Adolescent boys and young men with sickle cell disease are not sufficiently aware of the impact of the disease on their fertility.
Sickle cell disease is a genetic condition that causes abnormally shaped red blood cells. Sickle cells can bind together and block blood circulation throughout the body. This leads to poor nutrient and oxygen delivery, causing chronic pain, anaemia, and infertility, among other symptoms. It affects approximately one in 1000 live births worldwide, with a higher prevalence among individuals of African descent. A study published in Blood Advances has shown that awareness of the impact of sickle cell disease on fertility is low in families affected by the condition.
'Research to date shows semen parameters are abnormal in many men with sickle cell disease – both due to implications of the disease and its treatments. Experts have suggested offering fertility testing to male adolescents and young adults with sickle cell disease, yet formal guidelines have not been established, and patient and caregiver perspectives on this topic have not been examined,' said lead author Dr Leena Nahata, associated professor of clinical paediatrics at the Ohio State University College of Medicine and founder and medical director of the Fertility and Reproductive Health Programme at Nationwide Children's Hospital in Columbus, Ohio.

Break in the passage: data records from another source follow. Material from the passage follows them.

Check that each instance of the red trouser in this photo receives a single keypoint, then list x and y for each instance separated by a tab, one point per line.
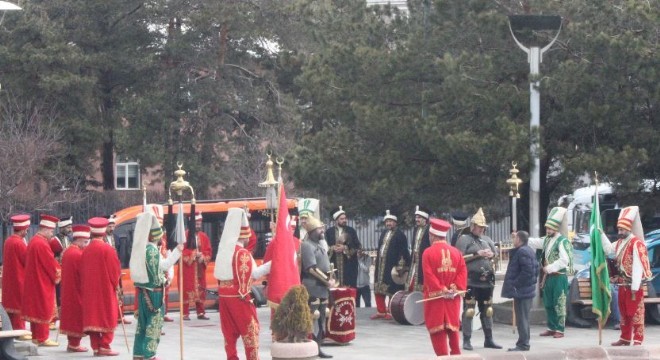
199	308
381	305
238	318
74	341
100	340
632	314
439	341
17	322
40	332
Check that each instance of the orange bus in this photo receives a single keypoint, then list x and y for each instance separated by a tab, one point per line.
214	213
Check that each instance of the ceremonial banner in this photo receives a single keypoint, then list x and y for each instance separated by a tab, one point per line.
600	278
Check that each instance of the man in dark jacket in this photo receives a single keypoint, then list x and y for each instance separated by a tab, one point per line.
520	284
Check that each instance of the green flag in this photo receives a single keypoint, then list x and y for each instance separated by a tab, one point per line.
600	278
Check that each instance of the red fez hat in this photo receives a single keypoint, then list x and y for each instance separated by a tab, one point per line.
20	222
439	227
98	225
48	221
80	232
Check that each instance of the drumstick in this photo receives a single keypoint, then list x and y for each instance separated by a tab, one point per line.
440	297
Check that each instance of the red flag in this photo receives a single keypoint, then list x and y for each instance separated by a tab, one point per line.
284	269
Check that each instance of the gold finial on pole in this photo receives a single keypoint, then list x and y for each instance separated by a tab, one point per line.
514	181
270	178
180	185
279	162
596	177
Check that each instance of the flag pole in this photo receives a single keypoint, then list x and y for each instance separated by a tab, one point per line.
180	280
179	186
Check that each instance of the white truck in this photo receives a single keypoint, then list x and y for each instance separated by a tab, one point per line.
579	215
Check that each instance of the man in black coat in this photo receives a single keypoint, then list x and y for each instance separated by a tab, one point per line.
420	243
392	254
520	284
343	245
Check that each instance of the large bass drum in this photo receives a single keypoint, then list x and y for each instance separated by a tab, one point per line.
340	324
405	309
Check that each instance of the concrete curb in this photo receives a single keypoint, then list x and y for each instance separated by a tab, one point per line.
589	353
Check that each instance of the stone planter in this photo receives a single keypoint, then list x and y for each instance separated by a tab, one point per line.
299	351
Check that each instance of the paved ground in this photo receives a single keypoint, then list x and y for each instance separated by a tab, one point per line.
374	340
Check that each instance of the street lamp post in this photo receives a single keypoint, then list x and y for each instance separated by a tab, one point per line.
5	5
519	23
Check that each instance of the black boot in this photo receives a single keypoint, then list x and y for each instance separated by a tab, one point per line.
322	355
466	343
489	343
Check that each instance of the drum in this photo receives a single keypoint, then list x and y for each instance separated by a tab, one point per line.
405	309
340	324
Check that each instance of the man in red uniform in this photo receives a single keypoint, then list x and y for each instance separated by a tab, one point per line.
238	316
14	254
632	261
445	274
72	305
100	271
42	272
195	260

While sickle cell disease can affect fertility in men who have the condition as it can cause a range of problems in the testicles. A common medication hydroxyurea, commonly prescribed to decrease sickle cell disease-associated painful episodes, can also affect sperm counts.
A recent pilot study led by Dr Nahata published the results of 20 adolescents and young men aged between 14-21 diagnosed with sickle cell disease and 15 caregivers who had taken a questionnaire regarding their fertility-related knowledge and plans for parenthood. Eighty five percent of the young adults confirmed they had an interest in having biological children in the future, and 60 percent of the caregivers believed their sons to be keen on having a biological child too. Yet, 35 percent of young adults and 47 percent of their caregivers were unaware of how a semen sample would be obtained, and even fewer understood the purpose of it.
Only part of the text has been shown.